Dronedarone does not appear to interact significantly with oral anticoagulants (OAC) as there was no effect seen on international normalized ratios (INR) of patients receiving OAC [60]. In contrast, amiodarone appeared to interact with OAC as there was a higher proportion of patients with elevated INR (>4.5) with amiodarone compared with dronedarone, and more frequent dose adjustments [21]. There were fewer haemorrhagic events in patients taking dronedarone and fewer patients with low haemoglobin levels (1.3 %) compared with amiodarone (4.7 %).
8 Place in Therapy
Before discussing the place of dronedarone in the management of AF we must first address some inconsistent findings between the studies. As previously stated, in earlier studies [51, 61] dronedarone was found to reduce the risk of cardiovascular hospitalization or death in patients with non-permanent AF. However, in more recent studies [19, 63] dronedarone was found to cause increased mortality, worsening heart failure, more strokes [19] and more cardiovascular hospitalizations.
8.1 Role in Heart Failure
In ATHENA the primary outcome was any cardiovascular hospitalization or death from any cause, which was found to be significantly less in patients receiving dronedarone [61]. However, further inspection suggests that dronedarone may not have such beneficial effects in heart failure as would first appear. The first point to note is that there was no significant reduction in all-cause mortality. Secondly, although there was a reduction in cardiovascular mortality, this was driven by a reduction in deaths due to cardiac arrhythmia (HR 0.55; 95 % CI 0.34–0.88; p = 0.01). Thirdly, although there was a reduction in first hospitalization due to cardiovascular causes, this was driven by reductions in AF and acute coronary syndrome-related hospitalizations, with no significant reduction in first hospitalization due to heart failure. The sub-group analysis of patients with heart failure (approximately 20 %) showed similar results. This study supports the finding that dronedarone has good anti-arrhythmic effects (maintenance of sinus rhythm and prevention of cardiac arrhythmias).

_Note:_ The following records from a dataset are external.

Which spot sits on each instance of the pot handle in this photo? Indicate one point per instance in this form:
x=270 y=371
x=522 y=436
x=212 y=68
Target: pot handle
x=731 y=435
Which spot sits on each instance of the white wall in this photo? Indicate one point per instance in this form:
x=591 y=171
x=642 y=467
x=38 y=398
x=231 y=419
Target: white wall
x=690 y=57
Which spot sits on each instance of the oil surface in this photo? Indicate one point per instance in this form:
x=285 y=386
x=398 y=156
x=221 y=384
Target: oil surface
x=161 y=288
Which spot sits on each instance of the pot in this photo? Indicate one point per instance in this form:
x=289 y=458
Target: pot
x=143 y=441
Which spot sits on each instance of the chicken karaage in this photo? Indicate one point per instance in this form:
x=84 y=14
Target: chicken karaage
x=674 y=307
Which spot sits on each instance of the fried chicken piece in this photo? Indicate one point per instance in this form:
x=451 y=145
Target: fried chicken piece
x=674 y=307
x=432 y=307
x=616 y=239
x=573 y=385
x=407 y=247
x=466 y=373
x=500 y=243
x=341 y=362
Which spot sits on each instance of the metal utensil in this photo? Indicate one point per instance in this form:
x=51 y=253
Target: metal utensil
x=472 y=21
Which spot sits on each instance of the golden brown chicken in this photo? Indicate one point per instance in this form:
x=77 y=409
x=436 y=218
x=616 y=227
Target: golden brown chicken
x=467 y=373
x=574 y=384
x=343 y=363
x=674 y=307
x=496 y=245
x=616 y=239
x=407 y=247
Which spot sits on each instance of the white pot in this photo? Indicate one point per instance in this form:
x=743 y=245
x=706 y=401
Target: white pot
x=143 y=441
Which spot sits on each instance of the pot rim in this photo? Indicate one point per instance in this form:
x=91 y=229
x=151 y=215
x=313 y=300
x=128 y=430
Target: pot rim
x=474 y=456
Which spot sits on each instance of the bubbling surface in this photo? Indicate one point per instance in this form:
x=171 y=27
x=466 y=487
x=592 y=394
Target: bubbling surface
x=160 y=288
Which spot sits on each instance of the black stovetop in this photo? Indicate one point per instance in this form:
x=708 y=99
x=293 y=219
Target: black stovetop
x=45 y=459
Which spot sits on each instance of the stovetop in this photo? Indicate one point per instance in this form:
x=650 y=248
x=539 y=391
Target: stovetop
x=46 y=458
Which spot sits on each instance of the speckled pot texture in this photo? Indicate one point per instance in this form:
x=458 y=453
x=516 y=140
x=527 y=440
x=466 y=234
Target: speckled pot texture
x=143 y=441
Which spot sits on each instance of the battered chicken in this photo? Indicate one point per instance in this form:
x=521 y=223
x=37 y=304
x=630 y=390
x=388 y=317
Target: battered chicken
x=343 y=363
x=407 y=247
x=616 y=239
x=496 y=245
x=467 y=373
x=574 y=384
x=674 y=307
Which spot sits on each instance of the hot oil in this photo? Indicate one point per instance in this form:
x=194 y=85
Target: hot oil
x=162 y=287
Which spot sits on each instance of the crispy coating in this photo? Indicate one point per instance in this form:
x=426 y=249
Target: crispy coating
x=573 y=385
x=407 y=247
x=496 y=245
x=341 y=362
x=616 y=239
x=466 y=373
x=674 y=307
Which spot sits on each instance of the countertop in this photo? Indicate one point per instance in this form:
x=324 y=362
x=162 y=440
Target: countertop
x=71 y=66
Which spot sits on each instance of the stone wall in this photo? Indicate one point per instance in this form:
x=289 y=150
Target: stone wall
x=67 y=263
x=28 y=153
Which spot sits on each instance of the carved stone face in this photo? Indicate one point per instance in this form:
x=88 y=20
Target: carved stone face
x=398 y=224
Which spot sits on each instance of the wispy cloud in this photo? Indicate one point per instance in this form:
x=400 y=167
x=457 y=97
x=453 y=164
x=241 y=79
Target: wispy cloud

The results of ANDROMEDA were opposite to those of prior studies that had shown that dronedarone could have effects potentially beneficial to patients with heart failure: rate-lowering effect, mild BP-lowering effect, anti-adrenergic effect and a ventricular arrhythmia-suppressing effect. A reduction in mortality was expected, however the opposite occurred: dronedarone was found to double the risk of all-cause mortality. Almost all deaths were due to cardiovascular causes and were predominantly due to worsening heart failure and arrhythmias. To try and place these findings into context we must understand the group of patients studied and scrutinize the results further.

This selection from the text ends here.